Apple, Volkswagen, BMW caution EU over patent fees guidelines

by SpeedLux
Fair Standards Alliance (FSA)

Apple, Volkswagen, BMW and Daimler have alerted EU regulators that embracing patent charge guidelines which prefer Qualcomm and Ericsson could harm customers and hinder innovation.

The companies’ lobbying group, the Fair Standards Alliance (FSA), voiced their issues in a letter dated October 16 to European Commission President Jean-Claude Juncker, Competition Commissioner Margrethe Vestager, Industry Commissioner Elzbieta Bienkowska and their associates.

The move comes as the EU executive contemplates whether a fridge maker should pay a different rate for important patents than an automaker, or whether a flat, fixed rate would be fairer, with trillions of dollars in sales at stake.

Sources state the latest Commission draft prefers the patent charge model used by world No. 1 smartphone chip designer Qualcomm and Ericsson, which predominates in the tech market and is based on how much value a technology contributes to a product. It is opposed by Apple, Google and others in Silicon Valley, who prefer fixed costs.

Bienkowska’s officials, who are heading the drive, are now looking for feedback from other units in the Commission and goal to complete the guidelines by the end of November.

“The European Commission risks endangering Europe’s potential to be a world leader in the Internet of Things by supporting a patent licensing system which rewards a couple of entrenched patent-holding companies at the cost of innovative companies and ultimately customers,” the FSA said in the letter seen by Reuters.
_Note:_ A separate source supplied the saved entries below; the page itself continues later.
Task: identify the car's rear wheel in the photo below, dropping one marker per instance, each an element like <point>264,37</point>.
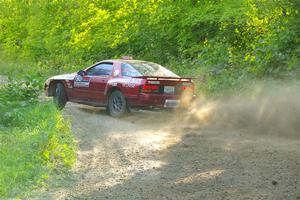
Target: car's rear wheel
<point>116,104</point>
<point>60,97</point>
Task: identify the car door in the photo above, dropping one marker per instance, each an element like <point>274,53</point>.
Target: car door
<point>99,76</point>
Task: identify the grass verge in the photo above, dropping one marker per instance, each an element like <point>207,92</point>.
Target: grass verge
<point>35,140</point>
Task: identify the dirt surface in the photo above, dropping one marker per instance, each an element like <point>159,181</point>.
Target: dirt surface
<point>234,149</point>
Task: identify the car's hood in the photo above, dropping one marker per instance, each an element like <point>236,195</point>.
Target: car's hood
<point>64,77</point>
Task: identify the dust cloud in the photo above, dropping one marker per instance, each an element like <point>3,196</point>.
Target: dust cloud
<point>269,109</point>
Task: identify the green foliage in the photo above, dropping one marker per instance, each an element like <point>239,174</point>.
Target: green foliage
<point>249,38</point>
<point>34,139</point>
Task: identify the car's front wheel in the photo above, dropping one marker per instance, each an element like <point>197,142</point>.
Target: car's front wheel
<point>116,104</point>
<point>60,97</point>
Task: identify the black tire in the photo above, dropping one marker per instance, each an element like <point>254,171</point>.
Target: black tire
<point>60,97</point>
<point>116,104</point>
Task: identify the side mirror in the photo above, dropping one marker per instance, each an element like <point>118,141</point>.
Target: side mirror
<point>81,73</point>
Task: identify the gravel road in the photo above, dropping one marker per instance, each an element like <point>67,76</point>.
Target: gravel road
<point>185,155</point>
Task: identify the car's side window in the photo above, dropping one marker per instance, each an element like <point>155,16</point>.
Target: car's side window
<point>102,69</point>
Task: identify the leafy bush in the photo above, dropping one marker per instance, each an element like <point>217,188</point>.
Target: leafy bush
<point>35,139</point>
<point>222,39</point>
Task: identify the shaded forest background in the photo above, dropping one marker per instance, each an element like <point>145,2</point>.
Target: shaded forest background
<point>223,44</point>
<point>219,42</point>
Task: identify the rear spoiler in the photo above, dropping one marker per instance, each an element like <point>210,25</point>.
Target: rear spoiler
<point>164,78</point>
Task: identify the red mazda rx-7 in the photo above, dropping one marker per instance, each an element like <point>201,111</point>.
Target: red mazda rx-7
<point>121,84</point>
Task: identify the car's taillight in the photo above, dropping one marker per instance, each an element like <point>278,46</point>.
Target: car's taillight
<point>149,88</point>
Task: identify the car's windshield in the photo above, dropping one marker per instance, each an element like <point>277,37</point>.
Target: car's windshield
<point>143,68</point>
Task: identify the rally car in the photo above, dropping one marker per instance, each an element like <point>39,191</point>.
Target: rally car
<point>121,84</point>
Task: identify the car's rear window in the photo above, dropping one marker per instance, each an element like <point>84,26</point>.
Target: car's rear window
<point>143,68</point>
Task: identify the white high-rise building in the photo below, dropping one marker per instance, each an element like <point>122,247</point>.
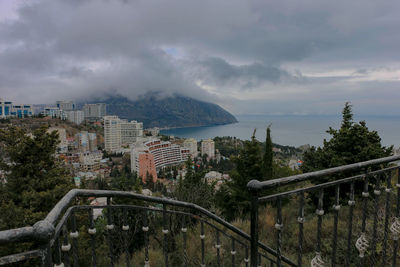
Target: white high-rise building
<point>83,141</point>
<point>8,109</point>
<point>92,141</point>
<point>191,144</point>
<point>112,133</point>
<point>119,132</point>
<point>208,148</point>
<point>94,111</point>
<point>65,105</point>
<point>130,131</point>
<point>62,137</point>
<point>163,153</point>
<point>75,116</point>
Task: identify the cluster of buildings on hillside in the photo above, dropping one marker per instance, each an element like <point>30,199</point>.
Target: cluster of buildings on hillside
<point>66,110</point>
<point>119,133</point>
<point>80,151</point>
<point>81,154</point>
<point>148,153</point>
<point>8,109</point>
<point>148,156</point>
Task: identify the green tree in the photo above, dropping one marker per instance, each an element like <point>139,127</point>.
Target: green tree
<point>268,157</point>
<point>193,188</point>
<point>233,198</point>
<point>35,178</point>
<point>352,143</point>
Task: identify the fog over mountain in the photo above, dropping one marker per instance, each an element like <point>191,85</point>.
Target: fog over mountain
<point>264,57</point>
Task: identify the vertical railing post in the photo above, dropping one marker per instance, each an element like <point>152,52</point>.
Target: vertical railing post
<point>44,232</point>
<point>254,229</point>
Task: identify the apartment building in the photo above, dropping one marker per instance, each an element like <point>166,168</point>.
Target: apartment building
<point>62,137</point>
<point>94,112</point>
<point>119,132</point>
<point>163,154</point>
<point>75,116</point>
<point>208,148</point>
<point>112,133</point>
<point>55,112</point>
<point>92,141</point>
<point>191,144</point>
<point>130,131</point>
<point>65,105</point>
<point>8,109</point>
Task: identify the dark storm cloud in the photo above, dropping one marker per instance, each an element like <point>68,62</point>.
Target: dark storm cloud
<point>57,49</point>
<point>219,72</point>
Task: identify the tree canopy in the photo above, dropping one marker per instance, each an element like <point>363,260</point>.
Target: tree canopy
<point>34,179</point>
<point>352,143</point>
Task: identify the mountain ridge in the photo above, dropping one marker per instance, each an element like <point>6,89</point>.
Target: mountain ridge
<point>170,111</point>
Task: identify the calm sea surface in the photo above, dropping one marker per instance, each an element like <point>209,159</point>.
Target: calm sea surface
<point>291,130</point>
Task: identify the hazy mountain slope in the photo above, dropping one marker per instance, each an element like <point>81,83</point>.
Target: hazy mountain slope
<point>174,111</point>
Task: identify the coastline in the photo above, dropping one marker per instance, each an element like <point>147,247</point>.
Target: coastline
<point>194,126</point>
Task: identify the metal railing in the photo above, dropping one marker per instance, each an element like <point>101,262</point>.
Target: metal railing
<point>132,228</point>
<point>369,225</point>
<point>71,236</point>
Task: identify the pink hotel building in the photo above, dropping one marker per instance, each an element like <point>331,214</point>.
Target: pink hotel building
<point>159,154</point>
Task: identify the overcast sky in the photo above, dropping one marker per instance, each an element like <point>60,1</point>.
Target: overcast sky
<point>253,56</point>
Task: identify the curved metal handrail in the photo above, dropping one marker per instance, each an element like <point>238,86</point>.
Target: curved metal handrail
<point>255,185</point>
<point>46,229</point>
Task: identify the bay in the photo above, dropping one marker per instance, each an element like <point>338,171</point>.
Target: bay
<point>293,130</point>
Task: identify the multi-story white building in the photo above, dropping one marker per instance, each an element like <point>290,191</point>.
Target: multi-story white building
<point>75,116</point>
<point>112,133</point>
<point>191,144</point>
<point>164,154</point>
<point>62,137</point>
<point>130,131</point>
<point>94,111</point>
<point>55,112</point>
<point>65,105</point>
<point>90,161</point>
<point>7,109</point>
<point>92,141</point>
<point>119,132</point>
<point>82,139</point>
<point>208,148</point>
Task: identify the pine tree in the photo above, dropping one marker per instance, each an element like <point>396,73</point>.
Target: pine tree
<point>268,157</point>
<point>233,198</point>
<point>352,143</point>
<point>35,178</point>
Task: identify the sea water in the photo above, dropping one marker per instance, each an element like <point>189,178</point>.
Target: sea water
<point>293,130</point>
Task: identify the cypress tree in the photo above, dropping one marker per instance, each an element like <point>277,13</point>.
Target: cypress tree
<point>268,157</point>
<point>35,179</point>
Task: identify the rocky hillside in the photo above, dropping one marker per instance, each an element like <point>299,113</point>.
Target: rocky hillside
<point>174,111</point>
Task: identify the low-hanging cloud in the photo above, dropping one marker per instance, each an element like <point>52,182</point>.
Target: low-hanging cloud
<point>222,51</point>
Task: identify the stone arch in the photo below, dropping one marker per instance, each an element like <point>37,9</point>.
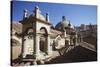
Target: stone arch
<point>15,42</point>
<point>43,39</point>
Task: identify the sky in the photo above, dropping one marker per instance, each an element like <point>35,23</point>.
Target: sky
<point>77,14</point>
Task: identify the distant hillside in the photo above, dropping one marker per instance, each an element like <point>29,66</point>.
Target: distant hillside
<point>90,39</point>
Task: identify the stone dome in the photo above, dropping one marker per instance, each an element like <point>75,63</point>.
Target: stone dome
<point>62,24</point>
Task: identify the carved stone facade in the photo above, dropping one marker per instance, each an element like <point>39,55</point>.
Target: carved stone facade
<point>39,38</point>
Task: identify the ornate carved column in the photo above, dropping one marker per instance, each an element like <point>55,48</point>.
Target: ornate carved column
<point>49,50</point>
<point>36,46</point>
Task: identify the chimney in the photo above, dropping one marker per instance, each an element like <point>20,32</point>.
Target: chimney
<point>47,17</point>
<point>25,14</point>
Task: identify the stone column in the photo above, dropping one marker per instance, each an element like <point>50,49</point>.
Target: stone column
<point>49,50</point>
<point>76,40</point>
<point>23,48</point>
<point>36,46</point>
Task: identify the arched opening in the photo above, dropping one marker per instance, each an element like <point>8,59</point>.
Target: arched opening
<point>43,39</point>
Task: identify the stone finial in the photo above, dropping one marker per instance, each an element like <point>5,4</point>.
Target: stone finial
<point>47,17</point>
<point>25,13</point>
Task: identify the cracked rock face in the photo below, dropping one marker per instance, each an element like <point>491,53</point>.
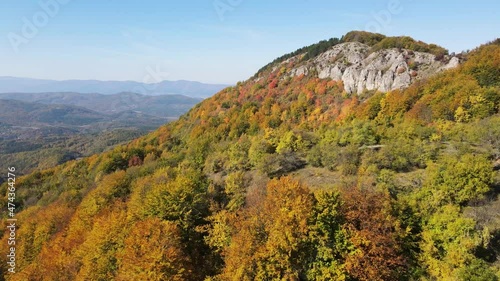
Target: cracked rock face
<point>383,70</point>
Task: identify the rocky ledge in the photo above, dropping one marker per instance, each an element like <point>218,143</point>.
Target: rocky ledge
<point>361,69</point>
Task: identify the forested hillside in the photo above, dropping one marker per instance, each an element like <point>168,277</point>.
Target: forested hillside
<point>284,177</point>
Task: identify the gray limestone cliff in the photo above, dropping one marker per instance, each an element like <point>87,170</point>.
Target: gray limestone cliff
<point>361,69</point>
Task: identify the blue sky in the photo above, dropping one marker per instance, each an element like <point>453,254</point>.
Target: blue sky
<point>215,41</point>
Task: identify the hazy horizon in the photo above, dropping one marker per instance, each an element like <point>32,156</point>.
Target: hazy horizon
<point>216,41</point>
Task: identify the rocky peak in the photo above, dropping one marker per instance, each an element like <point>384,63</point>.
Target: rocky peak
<point>362,69</point>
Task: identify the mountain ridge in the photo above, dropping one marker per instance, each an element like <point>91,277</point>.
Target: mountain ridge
<point>286,178</point>
<point>180,87</point>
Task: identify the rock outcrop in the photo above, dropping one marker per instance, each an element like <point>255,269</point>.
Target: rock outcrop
<point>384,70</point>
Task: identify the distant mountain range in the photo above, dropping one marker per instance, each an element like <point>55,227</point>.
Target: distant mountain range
<point>181,87</point>
<point>161,106</point>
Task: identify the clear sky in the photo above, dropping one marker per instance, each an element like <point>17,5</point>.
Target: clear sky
<point>215,41</point>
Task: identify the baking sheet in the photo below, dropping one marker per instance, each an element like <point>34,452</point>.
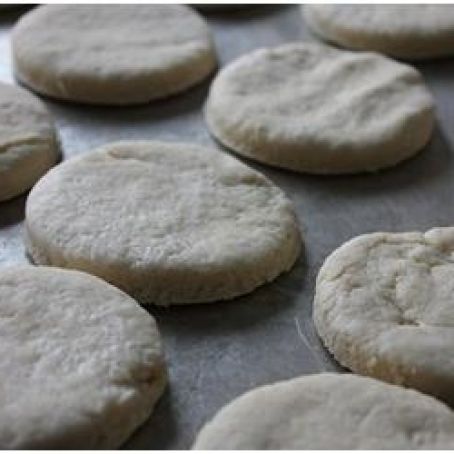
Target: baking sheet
<point>216,352</point>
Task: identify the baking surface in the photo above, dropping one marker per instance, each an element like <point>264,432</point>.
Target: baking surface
<point>217,351</point>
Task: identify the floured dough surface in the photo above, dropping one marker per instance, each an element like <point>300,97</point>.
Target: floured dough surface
<point>112,54</point>
<point>166,222</point>
<point>311,108</point>
<point>330,411</point>
<point>402,31</point>
<point>384,307</point>
<point>80,361</point>
<point>28,142</point>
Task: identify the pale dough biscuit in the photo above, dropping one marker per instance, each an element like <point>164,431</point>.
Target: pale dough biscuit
<point>166,222</point>
<point>384,307</point>
<point>80,361</point>
<point>28,141</point>
<point>403,31</point>
<point>112,54</point>
<point>330,411</point>
<point>311,108</point>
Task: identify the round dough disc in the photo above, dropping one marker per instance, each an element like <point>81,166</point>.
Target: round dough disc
<point>330,411</point>
<point>112,54</point>
<point>81,361</point>
<point>311,108</point>
<point>166,222</point>
<point>384,307</point>
<point>402,31</point>
<point>28,142</point>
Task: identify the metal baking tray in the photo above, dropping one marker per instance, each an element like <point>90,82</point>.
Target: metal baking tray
<point>216,352</point>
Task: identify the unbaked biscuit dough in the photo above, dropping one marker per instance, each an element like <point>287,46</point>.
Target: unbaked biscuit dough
<point>311,108</point>
<point>402,31</point>
<point>169,223</point>
<point>112,54</point>
<point>80,361</point>
<point>330,411</point>
<point>384,307</point>
<point>28,141</point>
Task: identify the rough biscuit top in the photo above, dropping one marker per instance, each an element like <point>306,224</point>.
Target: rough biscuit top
<point>189,221</point>
<point>112,54</point>
<point>406,31</point>
<point>330,411</point>
<point>313,108</point>
<point>384,306</point>
<point>81,362</point>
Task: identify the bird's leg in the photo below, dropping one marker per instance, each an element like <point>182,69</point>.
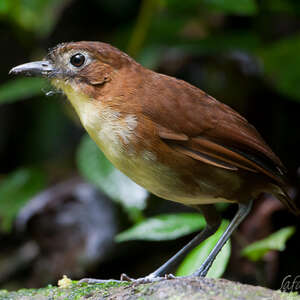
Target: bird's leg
<point>213,222</point>
<point>242,212</point>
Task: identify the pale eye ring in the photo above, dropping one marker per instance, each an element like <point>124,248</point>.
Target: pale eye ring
<point>77,60</point>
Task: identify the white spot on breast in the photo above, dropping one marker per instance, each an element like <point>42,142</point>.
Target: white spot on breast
<point>150,156</point>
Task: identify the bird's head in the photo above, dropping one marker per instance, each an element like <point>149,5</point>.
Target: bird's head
<point>81,66</point>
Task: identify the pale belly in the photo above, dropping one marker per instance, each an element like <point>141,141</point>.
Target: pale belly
<point>111,131</point>
<point>159,179</point>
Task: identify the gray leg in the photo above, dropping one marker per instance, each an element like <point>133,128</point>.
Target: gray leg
<point>242,212</point>
<point>212,224</point>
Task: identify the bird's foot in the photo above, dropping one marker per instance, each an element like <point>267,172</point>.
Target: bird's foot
<point>93,280</point>
<point>147,279</point>
<point>202,272</point>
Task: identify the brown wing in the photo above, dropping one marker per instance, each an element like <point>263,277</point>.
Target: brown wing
<point>199,126</point>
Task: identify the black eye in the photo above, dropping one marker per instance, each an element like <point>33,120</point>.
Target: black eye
<point>77,60</point>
Volkswagen, BMW and Daimler stated the problem was of particular concern for their market where automobiles progressively resemble digital gadgets because of using wireless technologies.

“We are now confronted with components that are not certified, and for which we receive claims or demands to participate in licensing discussions, although these innovations are completely implemented at the component or module level,” the letter stated.

“We do not have the relevant technical knowledge to fully evaluate whether a license is required or what a fair rate for such innovation might be.”

The Commission, which is doing a wider push to set new rules of the road for internet-connected devices beyond just computers and smartphones to cover vehicles, home automation and energy gadgets in the so-called Internet of Things (IoT) age, said it was acting in the interests of Europeans.